Wisconsin won out, and Joel moved to the county in 1995. Alicia worked for her parents, and Joel worked in many of Door County’s restaurants.
“It would seem like a logical choice to work as a cook, seeing I had been to cooking school,” says Kersebet, “but really, I had never been a chef before I came to Door County. I was always in a management position, but I always wanted to have a more ‘hands on experience.’” He worked at the Mission Grille, and the Inn at Kristofer’s, but quickly learned – as many Door County newcomers do – about the seasonal aspect of the peninsula and found a more year-round job at the Piggly Wiggly and then the Singing Bowl deli in Ephraim.
“The Singing Bowl was a wonderful place,” he recalls. “It felt right there; we prepared a lot of delicious, fresh food, and I got to meet many wonderful creative people.”

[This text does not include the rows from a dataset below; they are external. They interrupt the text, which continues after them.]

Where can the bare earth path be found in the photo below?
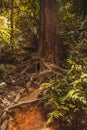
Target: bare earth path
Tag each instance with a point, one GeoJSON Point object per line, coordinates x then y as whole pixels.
{"type": "Point", "coordinates": [30, 116]}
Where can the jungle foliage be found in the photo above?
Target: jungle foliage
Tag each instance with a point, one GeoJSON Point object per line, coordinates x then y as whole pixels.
{"type": "Point", "coordinates": [66, 99]}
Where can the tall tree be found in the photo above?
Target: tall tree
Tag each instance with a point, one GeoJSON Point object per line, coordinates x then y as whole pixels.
{"type": "Point", "coordinates": [49, 44]}
{"type": "Point", "coordinates": [12, 21]}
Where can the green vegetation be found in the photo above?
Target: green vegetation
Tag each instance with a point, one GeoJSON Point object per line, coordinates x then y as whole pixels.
{"type": "Point", "coordinates": [66, 98]}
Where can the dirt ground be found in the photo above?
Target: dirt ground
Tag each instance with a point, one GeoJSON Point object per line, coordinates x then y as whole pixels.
{"type": "Point", "coordinates": [30, 118]}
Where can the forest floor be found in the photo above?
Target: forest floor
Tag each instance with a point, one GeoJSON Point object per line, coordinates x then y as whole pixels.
{"type": "Point", "coordinates": [27, 116]}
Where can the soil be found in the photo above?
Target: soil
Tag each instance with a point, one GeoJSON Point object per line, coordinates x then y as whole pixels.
{"type": "Point", "coordinates": [30, 118]}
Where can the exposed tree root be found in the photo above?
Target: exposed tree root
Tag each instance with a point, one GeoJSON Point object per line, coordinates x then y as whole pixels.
{"type": "Point", "coordinates": [31, 75]}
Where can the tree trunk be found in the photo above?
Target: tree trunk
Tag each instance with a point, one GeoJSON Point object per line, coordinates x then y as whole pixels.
{"type": "Point", "coordinates": [12, 22]}
{"type": "Point", "coordinates": [50, 43]}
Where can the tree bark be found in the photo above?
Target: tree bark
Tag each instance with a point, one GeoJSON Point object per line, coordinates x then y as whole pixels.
{"type": "Point", "coordinates": [49, 43]}
{"type": "Point", "coordinates": [12, 22]}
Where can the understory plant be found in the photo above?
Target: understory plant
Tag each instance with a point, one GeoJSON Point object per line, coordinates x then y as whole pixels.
{"type": "Point", "coordinates": [66, 100]}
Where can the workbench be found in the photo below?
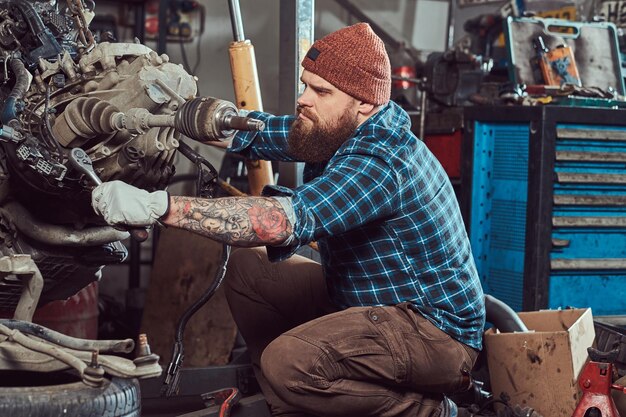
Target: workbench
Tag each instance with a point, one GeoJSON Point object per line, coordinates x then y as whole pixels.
{"type": "Point", "coordinates": [544, 199]}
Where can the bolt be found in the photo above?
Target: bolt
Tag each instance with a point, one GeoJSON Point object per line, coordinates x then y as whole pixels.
{"type": "Point", "coordinates": [143, 348]}
{"type": "Point", "coordinates": [94, 359]}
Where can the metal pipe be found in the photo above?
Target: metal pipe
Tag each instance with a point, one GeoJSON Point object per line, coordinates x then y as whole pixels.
{"type": "Point", "coordinates": [235, 20]}
{"type": "Point", "coordinates": [59, 235]}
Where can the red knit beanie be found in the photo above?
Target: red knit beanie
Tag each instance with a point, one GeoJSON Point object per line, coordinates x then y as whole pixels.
{"type": "Point", "coordinates": [354, 60]}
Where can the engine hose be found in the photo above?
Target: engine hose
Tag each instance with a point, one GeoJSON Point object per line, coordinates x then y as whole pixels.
{"type": "Point", "coordinates": [103, 346]}
{"type": "Point", "coordinates": [217, 281]}
{"type": "Point", "coordinates": [32, 17]}
{"type": "Point", "coordinates": [18, 91]}
{"type": "Point", "coordinates": [502, 316]}
{"type": "Point", "coordinates": [172, 375]}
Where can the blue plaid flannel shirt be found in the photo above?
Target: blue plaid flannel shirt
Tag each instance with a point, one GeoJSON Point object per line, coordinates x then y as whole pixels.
{"type": "Point", "coordinates": [386, 220]}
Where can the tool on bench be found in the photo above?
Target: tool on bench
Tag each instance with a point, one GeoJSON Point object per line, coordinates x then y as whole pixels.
{"type": "Point", "coordinates": [226, 398]}
{"type": "Point", "coordinates": [80, 161]}
{"type": "Point", "coordinates": [596, 382]}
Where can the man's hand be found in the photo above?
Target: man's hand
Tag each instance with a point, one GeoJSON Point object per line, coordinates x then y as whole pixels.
{"type": "Point", "coordinates": [122, 204]}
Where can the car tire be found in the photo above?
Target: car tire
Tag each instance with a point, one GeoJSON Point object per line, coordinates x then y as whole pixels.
{"type": "Point", "coordinates": [117, 397]}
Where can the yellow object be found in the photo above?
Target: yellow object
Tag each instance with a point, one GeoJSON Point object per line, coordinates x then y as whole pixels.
{"type": "Point", "coordinates": [248, 96]}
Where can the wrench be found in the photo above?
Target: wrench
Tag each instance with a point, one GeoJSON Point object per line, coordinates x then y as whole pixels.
{"type": "Point", "coordinates": [80, 161]}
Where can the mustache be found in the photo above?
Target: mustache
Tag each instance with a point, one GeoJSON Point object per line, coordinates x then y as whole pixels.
{"type": "Point", "coordinates": [305, 111]}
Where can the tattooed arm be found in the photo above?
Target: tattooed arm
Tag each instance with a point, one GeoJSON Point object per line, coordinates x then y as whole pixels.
{"type": "Point", "coordinates": [238, 221]}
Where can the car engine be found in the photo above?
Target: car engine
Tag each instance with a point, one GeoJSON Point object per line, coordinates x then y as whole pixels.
{"type": "Point", "coordinates": [59, 89]}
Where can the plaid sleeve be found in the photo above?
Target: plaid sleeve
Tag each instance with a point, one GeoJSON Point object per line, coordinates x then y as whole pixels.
{"type": "Point", "coordinates": [354, 190]}
{"type": "Point", "coordinates": [269, 144]}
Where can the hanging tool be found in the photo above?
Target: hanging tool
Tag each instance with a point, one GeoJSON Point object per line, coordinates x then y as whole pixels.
{"type": "Point", "coordinates": [596, 382]}
{"type": "Point", "coordinates": [247, 92]}
{"type": "Point", "coordinates": [80, 161]}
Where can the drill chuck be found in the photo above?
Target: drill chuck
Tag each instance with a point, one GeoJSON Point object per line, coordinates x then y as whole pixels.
{"type": "Point", "coordinates": [208, 119]}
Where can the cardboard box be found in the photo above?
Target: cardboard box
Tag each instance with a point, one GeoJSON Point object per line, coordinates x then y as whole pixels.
{"type": "Point", "coordinates": [540, 369]}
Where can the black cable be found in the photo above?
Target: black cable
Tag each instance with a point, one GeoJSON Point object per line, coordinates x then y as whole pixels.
{"type": "Point", "coordinates": [172, 374]}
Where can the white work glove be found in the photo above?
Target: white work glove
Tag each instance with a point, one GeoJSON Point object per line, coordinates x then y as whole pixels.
{"type": "Point", "coordinates": [122, 204]}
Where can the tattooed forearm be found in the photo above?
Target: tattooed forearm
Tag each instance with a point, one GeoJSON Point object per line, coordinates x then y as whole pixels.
{"type": "Point", "coordinates": [239, 221]}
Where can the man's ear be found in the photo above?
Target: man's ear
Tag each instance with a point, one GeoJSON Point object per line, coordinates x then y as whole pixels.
{"type": "Point", "coordinates": [366, 109]}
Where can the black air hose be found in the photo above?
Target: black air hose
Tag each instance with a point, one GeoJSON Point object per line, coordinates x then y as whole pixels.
{"type": "Point", "coordinates": [502, 316]}
{"type": "Point", "coordinates": [19, 90]}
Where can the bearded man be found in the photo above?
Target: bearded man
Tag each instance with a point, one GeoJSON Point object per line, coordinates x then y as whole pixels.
{"type": "Point", "coordinates": [392, 318]}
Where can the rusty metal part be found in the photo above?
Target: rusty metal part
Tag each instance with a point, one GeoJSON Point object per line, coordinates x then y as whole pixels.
{"type": "Point", "coordinates": [25, 269]}
{"type": "Point", "coordinates": [81, 162]}
{"type": "Point", "coordinates": [58, 235]}
{"type": "Point", "coordinates": [83, 119]}
{"type": "Point", "coordinates": [210, 119]}
{"type": "Point", "coordinates": [597, 264]}
{"type": "Point", "coordinates": [570, 177]}
{"type": "Point", "coordinates": [204, 119]}
{"type": "Point", "coordinates": [28, 353]}
{"type": "Point", "coordinates": [570, 221]}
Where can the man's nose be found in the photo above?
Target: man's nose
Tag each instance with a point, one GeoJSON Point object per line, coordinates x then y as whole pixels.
{"type": "Point", "coordinates": [305, 98]}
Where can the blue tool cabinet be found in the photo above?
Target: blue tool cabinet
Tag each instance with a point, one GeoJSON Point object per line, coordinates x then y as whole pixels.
{"type": "Point", "coordinates": [544, 200]}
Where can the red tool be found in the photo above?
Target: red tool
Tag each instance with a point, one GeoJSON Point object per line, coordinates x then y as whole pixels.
{"type": "Point", "coordinates": [596, 382]}
{"type": "Point", "coordinates": [226, 398]}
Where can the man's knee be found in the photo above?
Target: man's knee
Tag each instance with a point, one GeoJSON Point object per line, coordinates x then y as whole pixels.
{"type": "Point", "coordinates": [242, 265]}
{"type": "Point", "coordinates": [290, 365]}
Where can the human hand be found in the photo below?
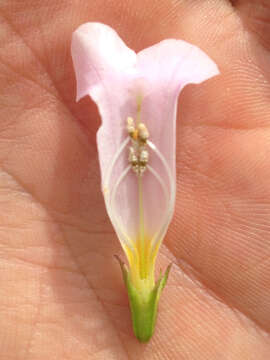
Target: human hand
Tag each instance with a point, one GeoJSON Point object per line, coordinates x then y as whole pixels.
{"type": "Point", "coordinates": [62, 295]}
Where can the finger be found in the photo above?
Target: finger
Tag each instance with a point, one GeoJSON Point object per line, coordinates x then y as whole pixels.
{"type": "Point", "coordinates": [255, 15]}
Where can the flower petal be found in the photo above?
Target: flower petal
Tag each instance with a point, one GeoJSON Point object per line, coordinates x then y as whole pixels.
{"type": "Point", "coordinates": [117, 79]}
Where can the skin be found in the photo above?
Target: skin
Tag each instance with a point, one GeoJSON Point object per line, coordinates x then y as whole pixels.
{"type": "Point", "coordinates": [61, 291]}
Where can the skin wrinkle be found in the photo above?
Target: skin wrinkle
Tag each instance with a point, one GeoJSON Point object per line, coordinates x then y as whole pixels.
{"type": "Point", "coordinates": [97, 297]}
{"type": "Point", "coordinates": [193, 274]}
{"type": "Point", "coordinates": [88, 231]}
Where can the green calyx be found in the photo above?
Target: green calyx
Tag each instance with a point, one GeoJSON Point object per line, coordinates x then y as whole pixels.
{"type": "Point", "coordinates": [143, 303]}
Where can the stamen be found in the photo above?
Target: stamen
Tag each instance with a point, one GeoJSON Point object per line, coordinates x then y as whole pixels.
{"type": "Point", "coordinates": [138, 153]}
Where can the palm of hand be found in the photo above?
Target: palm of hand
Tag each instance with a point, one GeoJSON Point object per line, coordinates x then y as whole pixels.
{"type": "Point", "coordinates": [62, 295]}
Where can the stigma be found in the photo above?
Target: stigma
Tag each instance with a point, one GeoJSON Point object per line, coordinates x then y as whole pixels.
{"type": "Point", "coordinates": [138, 154]}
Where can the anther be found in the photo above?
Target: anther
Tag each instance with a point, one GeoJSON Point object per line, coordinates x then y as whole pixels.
{"type": "Point", "coordinates": [143, 133]}
{"type": "Point", "coordinates": [130, 127]}
{"type": "Point", "coordinates": [144, 157]}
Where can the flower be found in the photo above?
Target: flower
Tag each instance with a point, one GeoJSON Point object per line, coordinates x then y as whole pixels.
{"type": "Point", "coordinates": [137, 96]}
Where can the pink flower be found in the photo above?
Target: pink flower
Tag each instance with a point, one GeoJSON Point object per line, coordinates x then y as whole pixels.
{"type": "Point", "coordinates": [137, 96]}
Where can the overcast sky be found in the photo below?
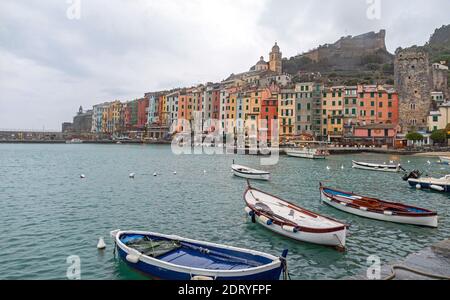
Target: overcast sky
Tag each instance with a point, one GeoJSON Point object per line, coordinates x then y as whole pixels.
{"type": "Point", "coordinates": [51, 62]}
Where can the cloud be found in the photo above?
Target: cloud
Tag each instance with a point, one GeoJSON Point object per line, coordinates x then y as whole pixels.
{"type": "Point", "coordinates": [121, 49]}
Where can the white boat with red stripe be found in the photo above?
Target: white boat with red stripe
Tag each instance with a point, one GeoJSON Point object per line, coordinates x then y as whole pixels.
{"type": "Point", "coordinates": [292, 221]}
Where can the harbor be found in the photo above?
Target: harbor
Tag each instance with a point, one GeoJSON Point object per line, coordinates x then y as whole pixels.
{"type": "Point", "coordinates": [197, 197]}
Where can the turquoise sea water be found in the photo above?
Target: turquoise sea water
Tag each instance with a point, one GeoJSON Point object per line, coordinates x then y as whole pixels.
{"type": "Point", "coordinates": [48, 213]}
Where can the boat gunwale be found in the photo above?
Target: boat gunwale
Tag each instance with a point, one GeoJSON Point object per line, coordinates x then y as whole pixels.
{"type": "Point", "coordinates": [427, 212]}
{"type": "Point", "coordinates": [374, 166]}
{"type": "Point", "coordinates": [249, 171]}
{"type": "Point", "coordinates": [274, 264]}
{"type": "Point", "coordinates": [299, 209]}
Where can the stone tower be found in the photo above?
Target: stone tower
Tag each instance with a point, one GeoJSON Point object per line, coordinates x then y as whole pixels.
{"type": "Point", "coordinates": [276, 63]}
{"type": "Point", "coordinates": [413, 83]}
{"type": "Point", "coordinates": [439, 73]}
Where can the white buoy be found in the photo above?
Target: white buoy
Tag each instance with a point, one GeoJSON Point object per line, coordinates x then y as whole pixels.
{"type": "Point", "coordinates": [101, 244]}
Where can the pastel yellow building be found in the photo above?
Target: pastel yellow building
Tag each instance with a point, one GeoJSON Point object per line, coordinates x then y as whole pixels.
{"type": "Point", "coordinates": [286, 114]}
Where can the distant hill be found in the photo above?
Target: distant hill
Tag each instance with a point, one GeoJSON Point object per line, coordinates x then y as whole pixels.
{"type": "Point", "coordinates": [363, 58]}
{"type": "Point", "coordinates": [439, 45]}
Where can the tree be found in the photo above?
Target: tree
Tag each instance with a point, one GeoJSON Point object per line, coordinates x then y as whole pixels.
{"type": "Point", "coordinates": [414, 136]}
{"type": "Point", "coordinates": [439, 136]}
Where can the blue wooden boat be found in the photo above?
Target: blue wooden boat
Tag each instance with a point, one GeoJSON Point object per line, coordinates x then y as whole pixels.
{"type": "Point", "coordinates": [175, 258]}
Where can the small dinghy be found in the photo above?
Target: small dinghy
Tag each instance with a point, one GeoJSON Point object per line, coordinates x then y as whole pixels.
{"type": "Point", "coordinates": [174, 258]}
{"type": "Point", "coordinates": [378, 209]}
{"type": "Point", "coordinates": [445, 160]}
{"type": "Point", "coordinates": [436, 184]}
{"type": "Point", "coordinates": [249, 173]}
{"type": "Point", "coordinates": [377, 167]}
{"type": "Point", "coordinates": [292, 221]}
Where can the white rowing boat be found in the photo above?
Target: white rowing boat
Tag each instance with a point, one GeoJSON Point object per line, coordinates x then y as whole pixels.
{"type": "Point", "coordinates": [393, 168]}
{"type": "Point", "coordinates": [308, 153]}
{"type": "Point", "coordinates": [249, 173]}
{"type": "Point", "coordinates": [292, 221]}
{"type": "Point", "coordinates": [445, 160]}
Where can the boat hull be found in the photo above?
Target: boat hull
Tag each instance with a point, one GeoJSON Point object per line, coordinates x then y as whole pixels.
{"type": "Point", "coordinates": [429, 185]}
{"type": "Point", "coordinates": [431, 221]}
{"type": "Point", "coordinates": [242, 172]}
{"type": "Point", "coordinates": [373, 167]}
{"type": "Point", "coordinates": [157, 269]}
{"type": "Point", "coordinates": [305, 155]}
{"type": "Point", "coordinates": [292, 221]}
{"type": "Point", "coordinates": [333, 239]}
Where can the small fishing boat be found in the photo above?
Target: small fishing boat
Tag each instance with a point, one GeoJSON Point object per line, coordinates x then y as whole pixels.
{"type": "Point", "coordinates": [394, 168]}
{"type": "Point", "coordinates": [378, 209]}
{"type": "Point", "coordinates": [74, 141]}
{"type": "Point", "coordinates": [249, 173]}
{"type": "Point", "coordinates": [292, 221]}
{"type": "Point", "coordinates": [445, 160]}
{"type": "Point", "coordinates": [308, 153]}
{"type": "Point", "coordinates": [170, 257]}
{"type": "Point", "coordinates": [436, 184]}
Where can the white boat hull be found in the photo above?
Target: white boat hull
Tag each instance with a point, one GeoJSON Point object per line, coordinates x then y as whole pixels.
{"type": "Point", "coordinates": [420, 221]}
{"type": "Point", "coordinates": [332, 239]}
{"type": "Point", "coordinates": [248, 173]}
{"type": "Point", "coordinates": [294, 222]}
{"type": "Point", "coordinates": [374, 167]}
{"type": "Point", "coordinates": [445, 160]}
{"type": "Point", "coordinates": [305, 155]}
{"type": "Point", "coordinates": [252, 176]}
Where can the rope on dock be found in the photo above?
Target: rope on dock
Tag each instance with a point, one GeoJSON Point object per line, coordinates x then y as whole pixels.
{"type": "Point", "coordinates": [409, 269]}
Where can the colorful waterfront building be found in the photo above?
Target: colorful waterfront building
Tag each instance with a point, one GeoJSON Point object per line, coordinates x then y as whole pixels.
{"type": "Point", "coordinates": [97, 117]}
{"type": "Point", "coordinates": [304, 109]}
{"type": "Point", "coordinates": [440, 118]}
{"type": "Point", "coordinates": [142, 113]}
{"type": "Point", "coordinates": [172, 107]}
{"type": "Point", "coordinates": [286, 114]}
{"type": "Point", "coordinates": [153, 115]}
{"type": "Point", "coordinates": [377, 105]}
{"type": "Point", "coordinates": [332, 112]}
{"type": "Point", "coordinates": [269, 113]}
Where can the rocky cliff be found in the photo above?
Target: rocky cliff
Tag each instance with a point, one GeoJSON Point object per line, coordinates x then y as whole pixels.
{"type": "Point", "coordinates": [352, 53]}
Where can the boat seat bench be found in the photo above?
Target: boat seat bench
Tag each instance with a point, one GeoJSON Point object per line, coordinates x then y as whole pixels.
{"type": "Point", "coordinates": [190, 258]}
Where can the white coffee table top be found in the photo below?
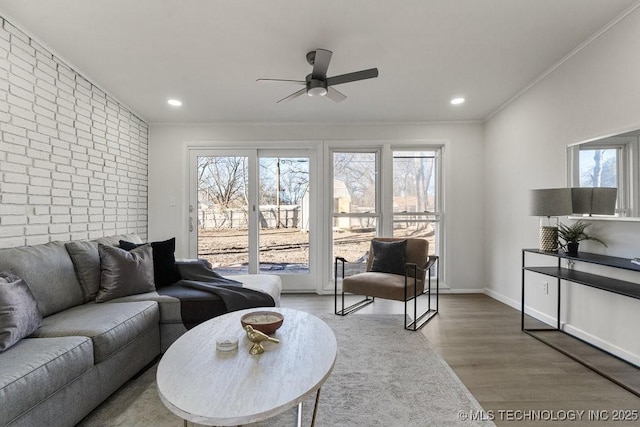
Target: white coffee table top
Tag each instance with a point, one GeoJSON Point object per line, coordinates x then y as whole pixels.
{"type": "Point", "coordinates": [202, 385]}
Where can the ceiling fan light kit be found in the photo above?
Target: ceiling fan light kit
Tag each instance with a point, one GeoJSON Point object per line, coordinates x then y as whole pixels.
{"type": "Point", "coordinates": [318, 84]}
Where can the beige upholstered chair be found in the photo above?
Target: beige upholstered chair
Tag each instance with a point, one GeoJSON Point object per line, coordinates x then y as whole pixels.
{"type": "Point", "coordinates": [396, 269]}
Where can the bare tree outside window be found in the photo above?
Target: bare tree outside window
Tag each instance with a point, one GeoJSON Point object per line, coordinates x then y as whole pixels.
{"type": "Point", "coordinates": [599, 168]}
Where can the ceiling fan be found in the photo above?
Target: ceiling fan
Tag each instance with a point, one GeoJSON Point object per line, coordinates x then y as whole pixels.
{"type": "Point", "coordinates": [318, 84]}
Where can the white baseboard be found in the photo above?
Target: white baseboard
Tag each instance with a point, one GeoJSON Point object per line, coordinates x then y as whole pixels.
{"type": "Point", "coordinates": [585, 336]}
{"type": "Point", "coordinates": [604, 345]}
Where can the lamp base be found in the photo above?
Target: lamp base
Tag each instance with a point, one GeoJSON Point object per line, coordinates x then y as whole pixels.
{"type": "Point", "coordinates": [548, 238]}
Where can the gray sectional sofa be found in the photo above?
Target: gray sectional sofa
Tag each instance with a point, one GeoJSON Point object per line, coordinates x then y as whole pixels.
{"type": "Point", "coordinates": [82, 351]}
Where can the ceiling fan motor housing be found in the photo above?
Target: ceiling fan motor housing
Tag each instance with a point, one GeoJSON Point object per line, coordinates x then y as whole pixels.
{"type": "Point", "coordinates": [316, 87]}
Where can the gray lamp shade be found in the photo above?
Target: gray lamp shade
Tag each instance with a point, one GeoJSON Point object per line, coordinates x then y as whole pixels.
{"type": "Point", "coordinates": [598, 201]}
{"type": "Point", "coordinates": [550, 202]}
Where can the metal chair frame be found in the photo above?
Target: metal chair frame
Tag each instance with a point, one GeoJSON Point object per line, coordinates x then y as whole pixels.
{"type": "Point", "coordinates": [419, 320]}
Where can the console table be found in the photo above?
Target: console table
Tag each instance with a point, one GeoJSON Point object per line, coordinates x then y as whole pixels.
{"type": "Point", "coordinates": [620, 287]}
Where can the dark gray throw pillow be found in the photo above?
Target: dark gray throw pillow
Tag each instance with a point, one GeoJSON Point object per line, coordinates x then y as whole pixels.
{"type": "Point", "coordinates": [125, 273]}
{"type": "Point", "coordinates": [389, 257]}
{"type": "Point", "coordinates": [19, 315]}
{"type": "Point", "coordinates": [86, 262]}
{"type": "Point", "coordinates": [165, 271]}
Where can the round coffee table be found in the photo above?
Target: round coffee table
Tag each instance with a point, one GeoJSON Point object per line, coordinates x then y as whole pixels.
{"type": "Point", "coordinates": [205, 386]}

“We purchased Ecology Sports from Alicia’s parents in 1999 and moved it to its current location at the old Liberty Grove Town Hall on Highway 42 in Sister Bay. I worked at Singing Bowl for a few more years until the shop needed both our full attention.”
While Kersebet always thought he would end up opening a restaurant, he didn’t realize that his future plans included a coffee shop. Base Camp opened in Ecology Sports’ lower level in 2005 as an extension of the shop.
“The space is right for a small casual coffee shop. We keep our menu fresh and simple, with fresh bakery daily and alternative savory treats,” he says. Kersebet also says that because he no longer travels as much as he did a few years ago, he likes to bring the feeling of travel to the coffee shop.
“We feature a travelogue series here that has a lot to do with specific trips or the outdoors,” Joel says, “so that fuels my travel bug!”
The shop, open year-round, also features several rotating art and photography exhibits. Kersebet thanks his staff for making Base Camp the wonderful experience that it has been.
Kersebet visits his family in France regularly, although he says in recent years it has been a little difficult.
“It’s really important to me that my children Sam and Stella build a relationship with their grandparents and that they are aware of their French heritage,” he says.
Even if a trip to France isn’t always a possibility, Kersebet says that he has found ways to sneak a bit of France into his Door County life.
“Sam is 14 and is about as American of a kid as you will find,” he says.
With the help of Mary Kate McCormack, Kerserbet has also started a French class for children, held every other Thursday.
“During the summer we take the children to different interesting places and try to link them with French culture and language,” Joel says. “So far we visited the Door County Bakery, Pipka’s workshop, and the Nature Center at Peninsula State Park. In each place the people have been wonderful to share their knowledge with the kids and we are planning to visit other places, such as the ‘Garden Lady,’ the Savory Spoon Cooking School, and wherever we are welcome!”
For Kersebet, the best part of the peninsula is how closely it resembles his home province of Brittany.
“Door County really does have a European feel, and for me, that feeling is especially obvious in Sister Bay. Sometimes I look at the shoreline and the boats and think that it looks very similar to my village of l’Aber Wrac’h in Brittany.”
He laughs, and motions toward the window at the gloriously sunny Door County afternoon. “Although I have to say that while Brittany is wonderful, it is also stormy and windy most of the time – nothing like this! It’s really amazing how great Door County is.”